Just a few days after Makonda’s announcement for local task forces in Dar es Salaam, Faki helped a group of 10 people who had been beaten and arrested for being gay while on local Pongwe beach, he said. They were reported by the driver who took them there. Amnesty International also reported the arrests.
At the same time, Faki had another LGBT friend come to stay with him, in hiding from Dar es Salaam, he said.
Though his goal in life is to make LGBT people aware of their rights to make them confident about their sexuality in public and in the face of aggressive law enforcement, he also worries about the health of this community.
Access is a core issue, and another prohibitive factor is the attitude of health care workers at clinics, he said.

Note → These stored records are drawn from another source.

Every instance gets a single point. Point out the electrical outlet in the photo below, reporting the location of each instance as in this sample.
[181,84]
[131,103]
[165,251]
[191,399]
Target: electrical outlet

If people find out you’re gay, they’re not friendly, he said, adding that if people do go to clinics for care, they can’t be free and explain themselves or their situation, causing extra problems and “contributing to the spread of HIV.”
He is not hopeful about his island’s or country’s future.
Global outcry in response to Mankonda’s announcement has calmed the situation somewhat in Dar es Salaam and nationwide, but not entirely.
“People don’t want to change their mindset on this issue,” Faki said, referring mainly to government leaders. This means we have to fight, he said, training people to be aware and confident.
“It’s not easy,” he said. “But it’s important for them to have knowledge.”